POP GOES THE WORLD By Jenny Ortuoste for Manila Standard-Today, 13 December 2012, Wednesday
A front-page photograph in yesterday’s MST showed a row of solemn Catholic clergy – a cardinal and a brace each of archbishops and bishops – “watching the continuation of the deliberations on the [RH bill], which the Catholic Church condemns, at the House of Representatives.”
The front page of MST’s 12-12-12 issue.
Understandably, given their stature and eminence, these are grave, elderly men who have dedicated their lives to pursuing the interests of the Church. In their belief, by opposing the RH bill, they are trying to do their best for their adherents.
Among those clamoring for lawmakers to pass the RH bill are 23 medical groups, among them the Philippine Medical Association, Philippine Obstetrical and Gynecological Society, the National Center for Disease Prevention and Control, Department of Health, Philippine College of Physicians, and others.
The groups combined represent around 267,000 health care professionals (physicians, nurses, and midwives). The PMA said in a statement, “As health care providers we cannot be reduced to being for or against the bill because our obligation has and will always be about saving lives, and the longer we stay quiet, the more lives are lost.”
Screenshot of Philippine Medical Association website.
Like the Catholic clergy so adamantly on the opposite side of the fence, these health care providers are also believe they are doing their best for those they serve.
There can be no compromise in this regard, because such a bill is all or nothing. A watered-down version would not deliver all the benefits sought by the bill’s authors and supporters.

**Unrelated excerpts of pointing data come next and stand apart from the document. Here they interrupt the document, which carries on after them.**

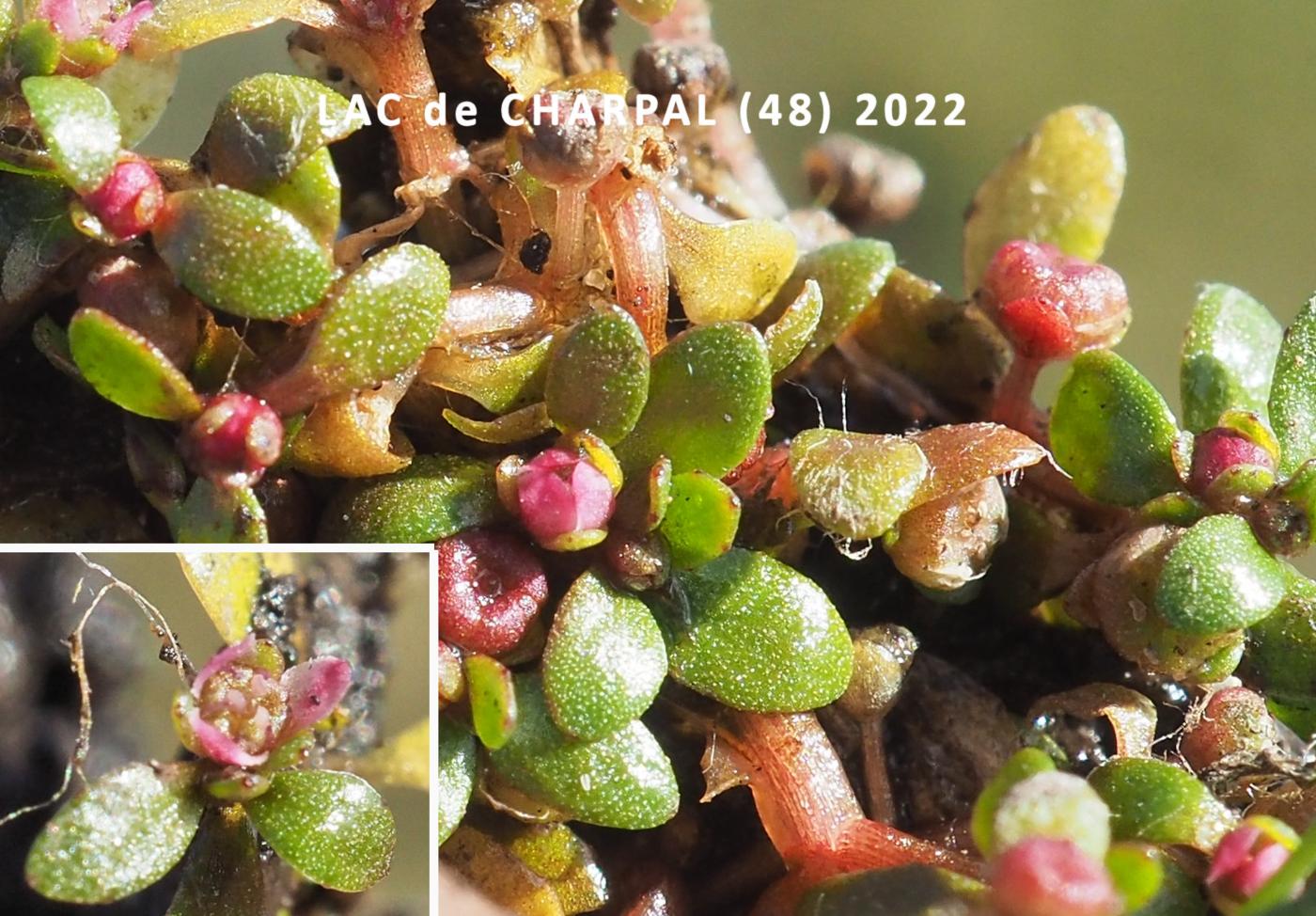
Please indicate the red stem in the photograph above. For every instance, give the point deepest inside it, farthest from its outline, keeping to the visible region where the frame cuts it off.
(809, 811)
(632, 224)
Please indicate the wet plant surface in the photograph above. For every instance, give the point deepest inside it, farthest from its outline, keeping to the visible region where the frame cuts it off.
(721, 494)
(267, 807)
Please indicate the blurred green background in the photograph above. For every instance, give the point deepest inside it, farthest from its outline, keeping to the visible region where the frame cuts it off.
(160, 578)
(1216, 99)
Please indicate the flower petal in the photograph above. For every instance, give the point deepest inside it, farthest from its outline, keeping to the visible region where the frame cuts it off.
(313, 689)
(221, 659)
(118, 33)
(219, 747)
(1232, 852)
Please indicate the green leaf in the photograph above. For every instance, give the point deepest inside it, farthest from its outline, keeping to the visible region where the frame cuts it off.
(700, 519)
(493, 698)
(787, 337)
(496, 379)
(138, 89)
(599, 376)
(855, 484)
(648, 10)
(622, 780)
(1053, 804)
(727, 271)
(948, 346)
(1217, 578)
(431, 499)
(377, 323)
(121, 834)
(220, 514)
(515, 427)
(759, 636)
(604, 659)
(1114, 432)
(1228, 355)
(708, 396)
(312, 194)
(267, 127)
(181, 24)
(1292, 398)
(35, 50)
(1157, 801)
(227, 585)
(1020, 766)
(79, 125)
(223, 876)
(1283, 646)
(457, 768)
(1180, 892)
(129, 370)
(241, 254)
(1062, 184)
(37, 237)
(851, 276)
(556, 854)
(331, 827)
(907, 890)
(1137, 873)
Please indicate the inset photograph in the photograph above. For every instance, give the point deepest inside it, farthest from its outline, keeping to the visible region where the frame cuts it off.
(214, 734)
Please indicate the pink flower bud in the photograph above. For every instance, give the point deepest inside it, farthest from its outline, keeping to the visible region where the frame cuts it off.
(128, 201)
(562, 494)
(384, 15)
(1233, 720)
(243, 704)
(75, 20)
(1216, 450)
(233, 440)
(1043, 877)
(490, 587)
(1069, 304)
(1246, 859)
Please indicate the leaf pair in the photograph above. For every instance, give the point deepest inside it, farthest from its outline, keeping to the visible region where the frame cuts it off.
(124, 832)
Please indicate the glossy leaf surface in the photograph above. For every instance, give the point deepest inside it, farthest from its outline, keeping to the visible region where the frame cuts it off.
(118, 836)
(708, 396)
(604, 659)
(1228, 355)
(267, 127)
(1292, 399)
(599, 376)
(855, 484)
(243, 254)
(434, 497)
(79, 125)
(331, 827)
(127, 369)
(1112, 432)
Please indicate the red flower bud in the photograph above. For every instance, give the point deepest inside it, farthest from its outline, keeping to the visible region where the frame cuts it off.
(1246, 859)
(243, 703)
(233, 440)
(1055, 306)
(1043, 877)
(94, 19)
(1216, 450)
(128, 201)
(1039, 328)
(1233, 720)
(490, 587)
(563, 499)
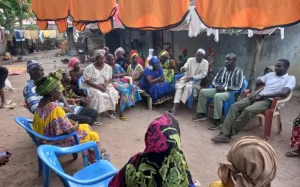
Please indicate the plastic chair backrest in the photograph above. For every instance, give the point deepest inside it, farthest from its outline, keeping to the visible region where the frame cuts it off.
(25, 123)
(48, 154)
(245, 85)
(80, 81)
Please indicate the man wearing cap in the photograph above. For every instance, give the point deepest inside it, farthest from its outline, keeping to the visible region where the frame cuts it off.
(194, 69)
(32, 99)
(229, 78)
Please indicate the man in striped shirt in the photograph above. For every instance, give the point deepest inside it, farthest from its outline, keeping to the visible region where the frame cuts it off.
(229, 78)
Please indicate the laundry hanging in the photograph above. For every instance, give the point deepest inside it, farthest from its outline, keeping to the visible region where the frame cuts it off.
(51, 10)
(93, 11)
(152, 14)
(254, 14)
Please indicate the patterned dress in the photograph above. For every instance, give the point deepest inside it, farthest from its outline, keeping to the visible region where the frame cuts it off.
(129, 92)
(100, 101)
(295, 139)
(162, 163)
(51, 120)
(135, 73)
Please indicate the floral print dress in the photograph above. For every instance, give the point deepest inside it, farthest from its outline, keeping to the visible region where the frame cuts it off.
(162, 164)
(51, 120)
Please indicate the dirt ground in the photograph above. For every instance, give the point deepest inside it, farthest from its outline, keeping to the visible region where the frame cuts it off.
(124, 139)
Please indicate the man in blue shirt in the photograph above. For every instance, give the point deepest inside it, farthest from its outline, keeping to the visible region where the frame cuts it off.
(32, 99)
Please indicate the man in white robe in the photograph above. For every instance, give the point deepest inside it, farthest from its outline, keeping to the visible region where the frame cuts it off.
(195, 68)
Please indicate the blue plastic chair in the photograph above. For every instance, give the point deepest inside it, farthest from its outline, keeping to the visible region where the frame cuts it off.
(231, 100)
(25, 123)
(98, 174)
(191, 99)
(80, 81)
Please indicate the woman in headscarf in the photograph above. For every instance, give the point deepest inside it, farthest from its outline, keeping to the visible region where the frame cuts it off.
(120, 59)
(172, 59)
(97, 80)
(162, 163)
(149, 57)
(295, 139)
(129, 93)
(135, 70)
(167, 66)
(251, 163)
(140, 59)
(75, 74)
(51, 120)
(153, 81)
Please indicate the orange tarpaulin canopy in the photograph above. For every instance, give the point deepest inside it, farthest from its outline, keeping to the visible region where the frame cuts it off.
(51, 10)
(96, 11)
(82, 12)
(152, 14)
(254, 14)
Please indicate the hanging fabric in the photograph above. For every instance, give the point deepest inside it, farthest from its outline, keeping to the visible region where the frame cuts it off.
(93, 11)
(51, 10)
(254, 14)
(19, 35)
(152, 14)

But what do old celibate men know firsthand about having wives and children or raising a family in dire circumstances? By the very nature of their vocation, they are not allowed to have personal experience of this. They make their stand based on their faith.
Medical practitioners, however, themselves have families of their own and are directly engaged in caring for pregnant women, mothers, and newborn infants. They make their stand based on their knowledge, experience, and personal observation over years of medical practice.
This is how our lawmakers need to make decisions – based on science and facts, not on the dictates of a religious text or dogma that not everyone in this society believes in.
Why some representatives voted against the RH Bill on 12-12-12. Image found on Facebook here.
That would be the logical and sensible way of doing things because in a society with a degree of diversity such as ours, not everyone is Catholic. Not everyone disagrees with the provisions of the RH bill. Merely because a traditionally powerful clique in society wishes to continue holding sway over politics as it did in centuries past does not mean that we should allow this to continue today.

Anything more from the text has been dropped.